La Bourse de Londres ajoute les premières entreprises ukrainiennes au fonds de reconstruction

Milos Schmidt

La Bourse de Londres ajoute les premières entreprises ukrainiennes au fonds de reconstruction

Pour la première fois, les actions ukrainiennes ont été incluses dans un fonds coté à Londres, qui vise à canaliser les investissements vers l’éventuelle reconstruction d’après-guerre du pays et vers la résilience économique actuelle.

Les investisseurs étrangers qui visent le renouvellement à long terme de la base industrielle ukrainienne ont désormais un accès plus direct aux géants du pays.

L’ETF Ukraine Reconstruction UCITS (UKRN) de HANetf, coté à Londres, lancé le mois dernier, a officiellement intégré ses trois premières sociétés ukrainiennes.

Selon un communiqué de presse du fournisseur, la société de logiciels pour drones Swarmer, l’entreprise de télécommunications Kyivstar et la société de minerai de fer Ferrexpo ont toutes été ajoutées à l’UKRN.

Cette décision est importante car l’économie de guerre de l’Ukraine a laissé ses entreprises privées de capitaux étrangers au moment où elles en ont le plus besoin.

Avec des coûts de reconstruction déjà estimés à plus de 420 milliards d’euros et qui continuent de grimper, Kiev soutient depuis longtemps que ni elle ni les gouvernements occidentaux ne peuvent à eux seuls payer la note.

Présenter les entreprises ukrainiennes aux investisseurs institutionnels internationaux est considéré comme essentiel pour combler cet écart et garantir que la base industrielle du pays survit suffisamment longtemps pour être reconstruite.

Les ETF pour aider une économie déchirée par la guerre

L’ETF UKRN UCITS comprend des sociétés cotées en bourse appelées à jouer un rôle clé dans la reprise d’après-guerre de l’Ukraine.

Cet ajustement stratégique représente une évolution significative pour le fonds, qui s’appuyait auparavant sur des sociétés internationales ayant une exposition périphérique à la région.

« Répondre aux besoins de l’Ukraine nécessitera la mobilisation de capitaux publics et privés », a déclaré Hector McNeil, co-fondateur de HANetf dans le communiqué de presse.

En intégrant ces dirigeants nationaux, le fonds offre un reflet plus authentique des moteurs économiques qui piloteront la future reprise de l’Ukraine.

La décision fait également suite à un rééquilibrage rigoureux de l’indice EQM Ukraine Recovery, l’indice de référence sous-jacent de cet ETF.

Alors que le secteur privé ukrainien fait preuve d’une stabilité continue, le fournisseur d’indices a déterminé que certains acteurs nationaux satisfont désormais aux exigences strictes en matière de liquidité et de capitalisation boursière nécessaires pour un véhicule d’investissement conforme aux OPCVM.

En outre, la société de logiciels pour drones Swarmer a également été incorporée dans un autre produit de Hanetf, le Drone UCITS ETF (DRON), qui a actuellement une capitalisation boursière d’un peu plus de 15 millions d’euros.

Renforcer la voie du renouveau économique

L’intégration des actions nationales est plus qu’une mise à jour technique, car elle marque la maturation de l’infrastructure financière qui soutient la reconstruction de l’Ukraine.

Les analystes d’EQM Indexes ont noté que le processus de sélection donne la priorité aux entreprises tirant une partie substantielle de leurs revenus de l’Ukraine ou détenant d’importants actifs physiques sur le terrain.

Le modèle ETF offre quelque chose que l’aide bilatérale ne peut pas offrir, à savoir une incitation auto-renforcée pour que les capitaux étrangers suivent la fortune de l’Ukraine sur le long terme.

Lorsque les investisseurs investissent dans ce fonds, vous gagnez de l’argent si les entreprises ukrainiennes se développent et prospèrent.
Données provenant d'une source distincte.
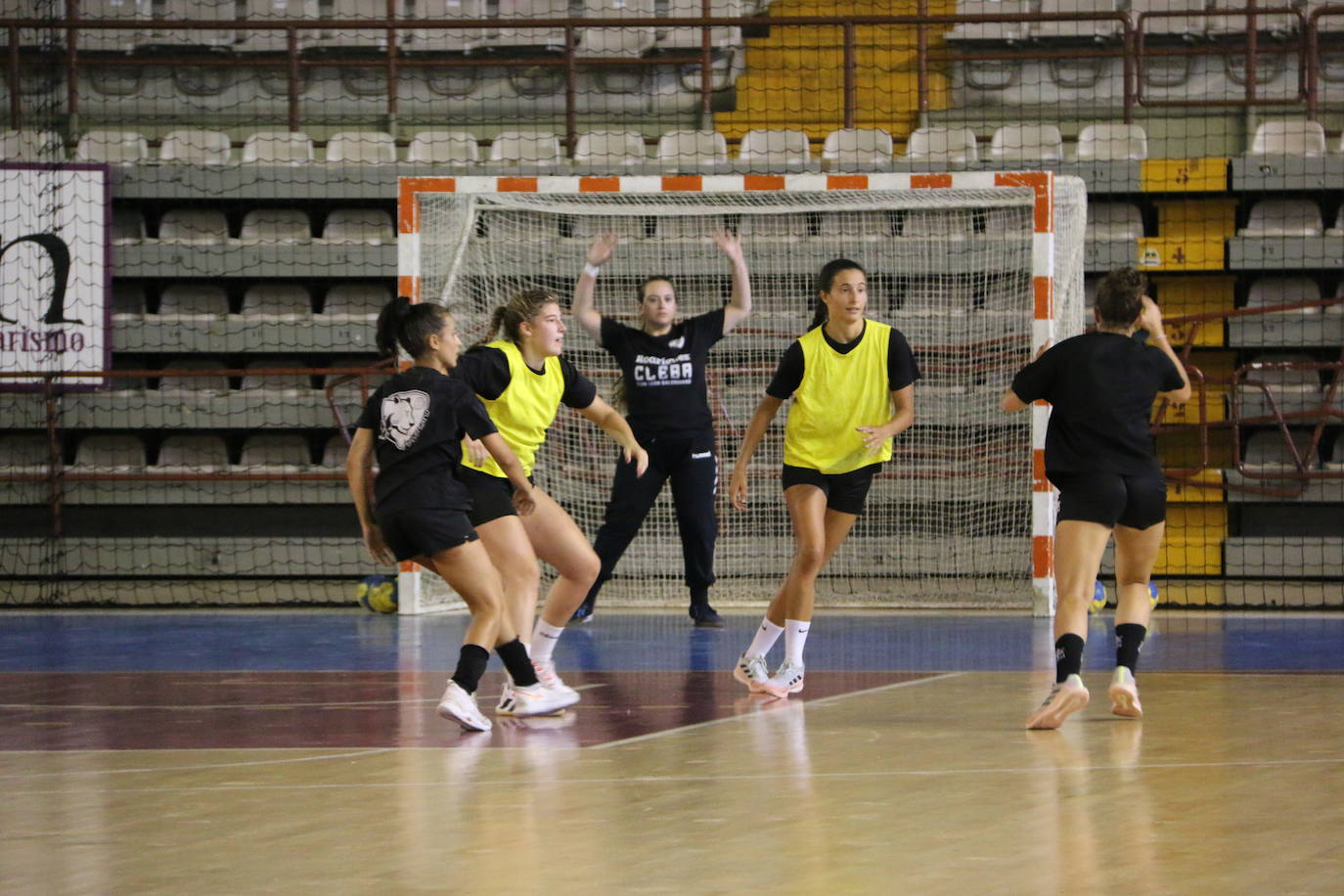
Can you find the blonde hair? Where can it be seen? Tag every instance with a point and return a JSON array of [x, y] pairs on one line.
[[519, 309]]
Les investisseurs ont désormais une raison financière de vouloir la réussite de l’Ukraine, et pas seulement une raison morale ou politique.
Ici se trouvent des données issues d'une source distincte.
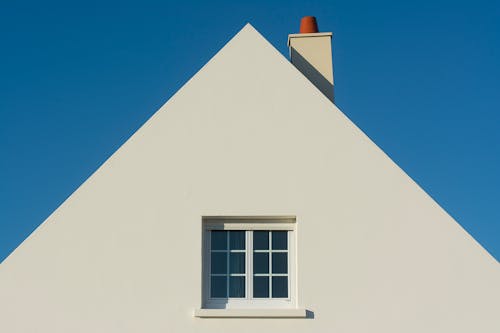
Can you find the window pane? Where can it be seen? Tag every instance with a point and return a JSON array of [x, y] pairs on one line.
[[219, 239], [280, 240], [218, 262], [237, 240], [237, 262], [280, 263], [261, 240], [218, 286], [237, 286], [260, 286], [280, 287], [261, 263]]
C’est différent de l’aide, où les donateurs donnent de l’argent sans attendre de retour.

Kiev soutient depuis des années qu’il s’agit du modèle le plus durable. Plutôt que de compter sur la bonne volonté des gouvernements occidentaux, faites appel à des investisseurs privés qui ont leur part dans le jeu. Si l’Ukraine se reconstruit, elle gagnera aussi.
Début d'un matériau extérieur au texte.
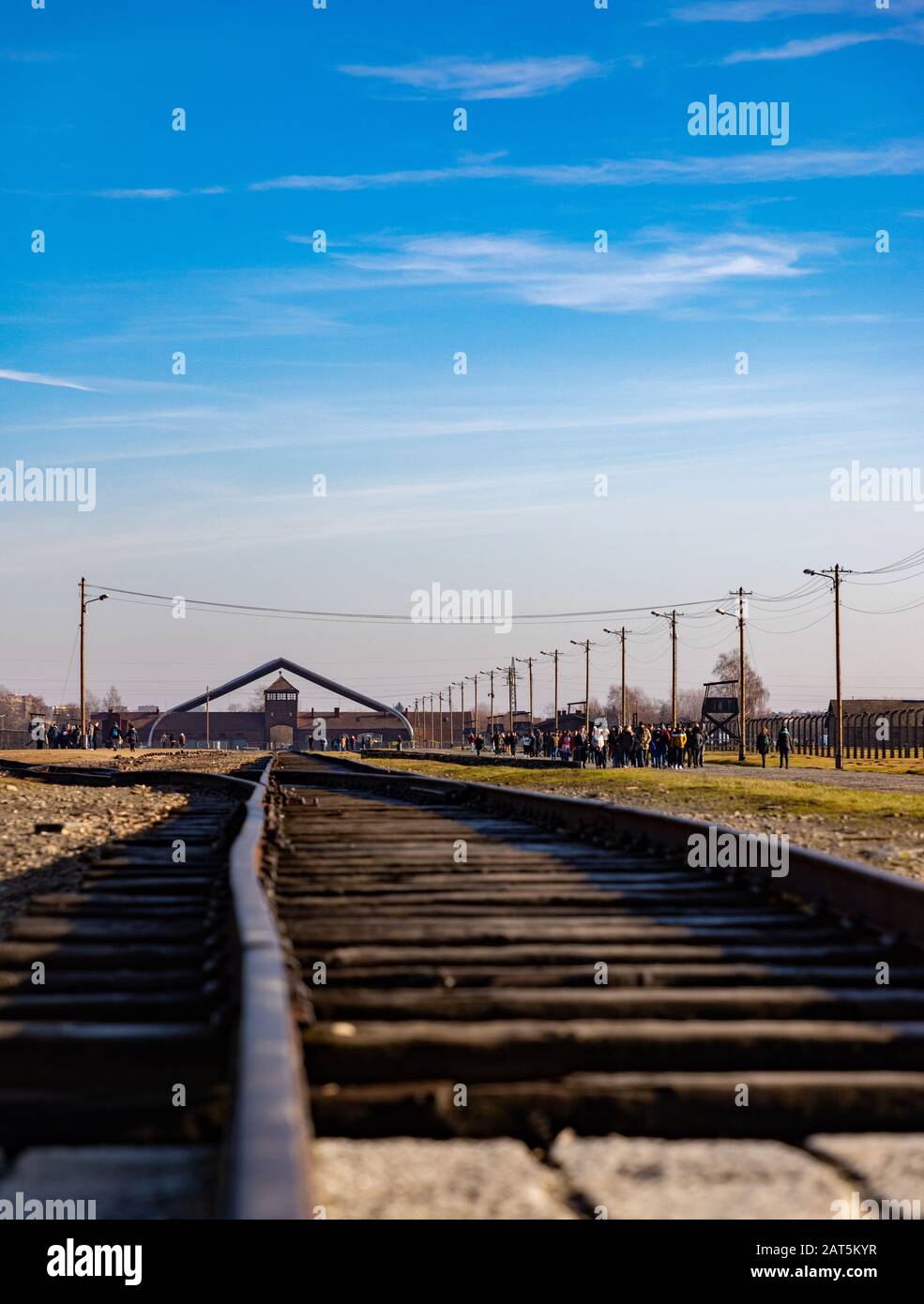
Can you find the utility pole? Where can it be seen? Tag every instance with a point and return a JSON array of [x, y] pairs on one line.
[[461, 685], [528, 660], [620, 634], [508, 672], [475, 711], [554, 654], [672, 617], [84, 602], [586, 644], [836, 574], [742, 678]]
La présence de ces actions dans un ETF réglementé à Londres offre une passerelle transparente pour les investisseurs institutionnels et particuliers qui auraient pu auparavant être dissuadés par les complexités de l’investissement direct sur un marché touché par un conflit.

Même si les risques associés à de tels investissements restent importants, l’expansion du fonds pour inclure des noms locaux suggère une confiance croissante dans l’intégration à long terme des actifs des entreprises ukrainiennes dans l’écosystème financier européen plus large.